Reputation: 89
I have .txt file (tab separated) with two columns. First column has comma separated multiple values. Input format
a,b,c x
a y
c,d,e z
Desired output is
a x
b x
c x
a y
c z
d z
e z
The number of comma separated entries vary between 1-40. I tried following awk command, but it only works if there are two comma separated entries in first column:
awk 'BEGIN{FS="[ ,]"} {print $1, $NF; print $2, $NF}' input
How can I modify the above command (or anything new) that can do the job. Thanks.
Upvotes: 2
Views: 119
Reputation: 67507
another awk
$ awk -F',| +' '{for(i=1;i<NF;i++) print $i,$NF}'
set the field delimiter to space(s) or comma, print pair of all fields (up to the last field) with last field.
Upvotes: 3
Reputation: 2471
You can use this sed too
sed -E ':A;s/([^,]*),(.*)(\t.*$)/\1\3\n\2\3/;tA' infile
You get an output tab separated.
If you don't want this tab :
sed -E ':A;s/([^,]*),(.*)(\t.*$)/\1\3\n\2\3/;tA;s/\t/ /g' infile
Upvotes: 0
Reputation: 58420
This might work for you (GNU sed):
sed -r 's/\s+(\S+)$/ \1/;s/,(.*( \S+))$/\2\n\1/;P;D' file
Remove extra spaces from the current line.
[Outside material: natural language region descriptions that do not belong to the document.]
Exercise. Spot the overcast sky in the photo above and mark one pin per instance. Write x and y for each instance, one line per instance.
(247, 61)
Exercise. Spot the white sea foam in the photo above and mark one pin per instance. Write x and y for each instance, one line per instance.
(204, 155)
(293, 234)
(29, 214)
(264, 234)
Replace each ,
by a space followed by the last field of the current line followed by a newline. Print the first line in the current line, delete the first line and repeat.
Upvotes: 0
Reputation: 117
BEGIN {
FS = "\t"
}
NF == 2 {
n = split($1, a, ",")
for (i = 1; i <= n; i++) {
print a[i], $2
}
}
Upvotes: 1
Reputation: 241868
Perl to the rescue!
perl -lane 'print "$F[0] $_ $F[2]" for glob "{$F[1]}"' file
-n
reads the input line by line-l
removes newlines from the input and adds them to prints-a
splits each line on whitespace into the @F arrayUpdate: You changed the specification (without marking any update). The solution remains similar, just use
perl -lane 'print "$_ $F[1]" for glob "{$F[0]}"' file
Upvotes: 2
Reputation: 589
awk's split function to the rescue:
awk '{split($1,arr,","); for (key in arr) { print arr[key],$2 }}' input
Upvotes: 1